Luis Alejandro Baralt y Zacharie (1892–1969) was a Cuban playwright.

== Biography ==
Baralt was born in New York on April 12, 1892. He was the youngest of three children of Luis Alejandro Baralt y Peoli (1849–1933), a professor of Spanish, journalist, doctor and diplomat, and Blanche Zacharie Hutchings (1865–1950), the first woman to receive a degree in philosophy from the University of Havana.

Baralt gained a PhD in Philosophy and Letters from the University of Havana in 1914, and a Masters from Harvard University in 1916. From 1918 to 1924 he was professor of English at the Havana Institute of Secondary Education.

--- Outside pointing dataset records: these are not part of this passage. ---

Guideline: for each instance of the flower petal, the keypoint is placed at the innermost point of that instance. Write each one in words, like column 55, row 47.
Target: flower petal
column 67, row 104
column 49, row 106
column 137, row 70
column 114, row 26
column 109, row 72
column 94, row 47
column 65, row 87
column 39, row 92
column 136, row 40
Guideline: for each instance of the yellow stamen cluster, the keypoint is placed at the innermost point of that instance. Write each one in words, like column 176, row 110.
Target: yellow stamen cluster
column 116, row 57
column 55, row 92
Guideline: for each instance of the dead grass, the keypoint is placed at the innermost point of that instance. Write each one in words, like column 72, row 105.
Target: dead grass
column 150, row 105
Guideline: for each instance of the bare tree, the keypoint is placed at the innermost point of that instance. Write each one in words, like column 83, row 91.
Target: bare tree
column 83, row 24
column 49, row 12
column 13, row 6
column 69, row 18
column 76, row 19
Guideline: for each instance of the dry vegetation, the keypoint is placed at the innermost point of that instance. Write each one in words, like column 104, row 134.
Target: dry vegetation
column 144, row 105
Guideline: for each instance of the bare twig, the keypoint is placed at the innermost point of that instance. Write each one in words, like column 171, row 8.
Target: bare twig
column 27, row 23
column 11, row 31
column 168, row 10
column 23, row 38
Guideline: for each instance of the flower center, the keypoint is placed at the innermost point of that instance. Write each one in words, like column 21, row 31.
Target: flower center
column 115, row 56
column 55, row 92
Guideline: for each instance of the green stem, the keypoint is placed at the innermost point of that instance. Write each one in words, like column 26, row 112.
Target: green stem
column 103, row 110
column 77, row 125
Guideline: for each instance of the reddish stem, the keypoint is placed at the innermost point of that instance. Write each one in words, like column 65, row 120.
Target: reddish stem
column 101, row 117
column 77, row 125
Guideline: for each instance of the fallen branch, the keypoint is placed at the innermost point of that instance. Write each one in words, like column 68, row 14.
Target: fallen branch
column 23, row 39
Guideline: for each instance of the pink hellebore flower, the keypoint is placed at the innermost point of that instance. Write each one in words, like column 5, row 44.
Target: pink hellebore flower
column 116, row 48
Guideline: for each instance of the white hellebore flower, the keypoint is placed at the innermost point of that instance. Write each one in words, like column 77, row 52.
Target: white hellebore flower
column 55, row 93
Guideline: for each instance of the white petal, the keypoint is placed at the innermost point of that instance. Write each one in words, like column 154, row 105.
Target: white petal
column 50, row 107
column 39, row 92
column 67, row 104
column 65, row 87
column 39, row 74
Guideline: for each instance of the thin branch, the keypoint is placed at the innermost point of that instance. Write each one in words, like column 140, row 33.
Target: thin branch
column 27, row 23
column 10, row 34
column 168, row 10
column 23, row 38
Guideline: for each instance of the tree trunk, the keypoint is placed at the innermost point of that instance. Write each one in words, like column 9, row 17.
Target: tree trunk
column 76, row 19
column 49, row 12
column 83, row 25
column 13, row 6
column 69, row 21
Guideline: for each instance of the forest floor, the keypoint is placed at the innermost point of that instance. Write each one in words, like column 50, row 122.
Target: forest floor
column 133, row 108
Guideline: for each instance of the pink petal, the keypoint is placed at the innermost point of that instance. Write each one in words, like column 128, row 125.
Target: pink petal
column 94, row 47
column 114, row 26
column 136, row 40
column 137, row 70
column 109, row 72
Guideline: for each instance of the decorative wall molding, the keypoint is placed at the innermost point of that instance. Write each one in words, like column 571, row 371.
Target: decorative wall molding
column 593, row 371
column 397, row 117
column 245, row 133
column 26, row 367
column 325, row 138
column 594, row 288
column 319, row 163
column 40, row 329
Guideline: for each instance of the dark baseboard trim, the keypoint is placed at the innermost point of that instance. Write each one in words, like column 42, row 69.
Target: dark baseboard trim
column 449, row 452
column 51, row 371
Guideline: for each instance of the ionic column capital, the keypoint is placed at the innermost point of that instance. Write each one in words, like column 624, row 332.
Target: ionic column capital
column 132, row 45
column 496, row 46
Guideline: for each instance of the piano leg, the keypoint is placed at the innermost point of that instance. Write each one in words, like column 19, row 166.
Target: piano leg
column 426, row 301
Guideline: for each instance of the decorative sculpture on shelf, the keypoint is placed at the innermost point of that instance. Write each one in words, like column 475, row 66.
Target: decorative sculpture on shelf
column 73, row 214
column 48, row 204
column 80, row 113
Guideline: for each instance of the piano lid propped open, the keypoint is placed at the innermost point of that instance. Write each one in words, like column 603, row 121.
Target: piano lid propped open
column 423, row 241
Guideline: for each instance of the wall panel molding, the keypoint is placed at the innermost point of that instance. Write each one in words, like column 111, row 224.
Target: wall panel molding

In 1932-33 he was Professor of Latin American Culture at the University of Miami. In 1934 he became Professor of Philosophy and Aesthetics at the University of Havana. He was the director of Teatro la Cueva, an experimental Havana theater which he founded in 1936. On 6 November 1936 La luna y el pantano opened, written and directed by Baralt. The cast included the student leader Teté Casuso.

Following the Cuban Revolution, in 1960, Baralt left Cuba for exile in the United States. He died in September 1969.

==Works==
- (tr. and ed.) Martí on the U.S.A. by José Martí. Carbondale: Southern Illinois University Press, 1966.